Some firms will avoid passing on the losses to the investors for obvious reasons, such as creating a bad reputation, which will be bad for their business. The latest on this topic was the admission by Wells Fargo, that it had incurred a loss of $39 million from money funds:
Wells Fargo & Co, the fifth-largest U.S. bank, said on Friday it has recorded a $39 million loss tied to some complex debt that has lost value and which is held by its money market mutual funds.
In its annual report filed with the U.S. Securities and Exchange Commission, Wells Fargo said the loss relates to a capital support agreement for up to $130 million related to one structured investment vehicle held by some money funds that invest in non-government securities.
The San Francisco-based bank said it entered the agreement about a month ago to preserve the “triple-A” investment ratings for some of the funds. Wells Fargo said the $39 million liability reflects the guarantee it provided. The bank said it has about $106 billion of assets in money market mutual funds.
A Wells Fargo spokeswoman had no immediate comment.
Sure, why would they comment, it’s obvious they invested in some of the Subprime slime and, to keep investors happy, they chose to dip into their own pockets.
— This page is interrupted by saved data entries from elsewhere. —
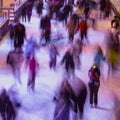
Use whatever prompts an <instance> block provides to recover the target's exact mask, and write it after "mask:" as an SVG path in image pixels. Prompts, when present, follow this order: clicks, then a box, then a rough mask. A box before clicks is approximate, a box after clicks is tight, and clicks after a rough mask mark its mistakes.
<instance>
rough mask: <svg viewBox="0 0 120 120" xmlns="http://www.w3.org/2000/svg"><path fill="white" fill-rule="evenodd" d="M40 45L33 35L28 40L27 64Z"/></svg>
mask: <svg viewBox="0 0 120 120" xmlns="http://www.w3.org/2000/svg"><path fill="white" fill-rule="evenodd" d="M38 48H39V46H38V44H37V42H36V39H35V38H33V37H32V36H31V37H30V38H29V39H28V40H27V43H26V45H25V57H26V65H27V63H28V61H29V59H30V56H31V55H32V54H33V53H34V52H35V50H36V49H38Z"/></svg>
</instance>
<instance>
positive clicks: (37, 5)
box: [36, 0, 44, 17]
mask: <svg viewBox="0 0 120 120" xmlns="http://www.w3.org/2000/svg"><path fill="white" fill-rule="evenodd" d="M43 4H44V3H43V0H39V1H38V2H37V6H36V10H37V14H38V15H39V17H40V16H41V15H42V10H43Z"/></svg>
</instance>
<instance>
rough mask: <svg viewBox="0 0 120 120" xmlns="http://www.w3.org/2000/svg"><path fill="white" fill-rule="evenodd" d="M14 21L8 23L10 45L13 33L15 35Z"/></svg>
mask: <svg viewBox="0 0 120 120" xmlns="http://www.w3.org/2000/svg"><path fill="white" fill-rule="evenodd" d="M14 26H15V22H10V24H9V36H10V40H11V47H13V46H14V35H15V29H14Z"/></svg>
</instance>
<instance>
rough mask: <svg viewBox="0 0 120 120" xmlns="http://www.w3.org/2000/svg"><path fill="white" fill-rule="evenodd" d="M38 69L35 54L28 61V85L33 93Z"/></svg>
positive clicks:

Who else has similar troubles?
Wells Fargo joins several other companies with mutual fund operations to bail out or support money funds stuck with debt that became illiquid or quickly lost value, including Bank of America Corp, Janus Capital Group Inc Legg Mason Inc and Wachovia Corp.
Structured investment vehicles are off-balance-sheet entities that raise funding by issuing short-term debt and longer-term capital, and invest proceeds in such things as bank debt and asset-backed securities. Many have lost value as investors shunned complex debt and halted short-term funding, resulting in losses from forced asset sales.
Money funds are designed to maintain a constant $1 per share net asset value, and not lose investor principal. While fund sponsors need not make up investment losses, many do so to avoid investor redemptions and a loss of reputation.
As I said before, there are still way too many uncounted skeletons in unknown closets. If you have any money in high yielding money market funds, get out or change your selection to U.S. treasury only, if you can. When things really hit the fan, some companies may have no choice but to crack the buck and leave you holding the short end of the stick.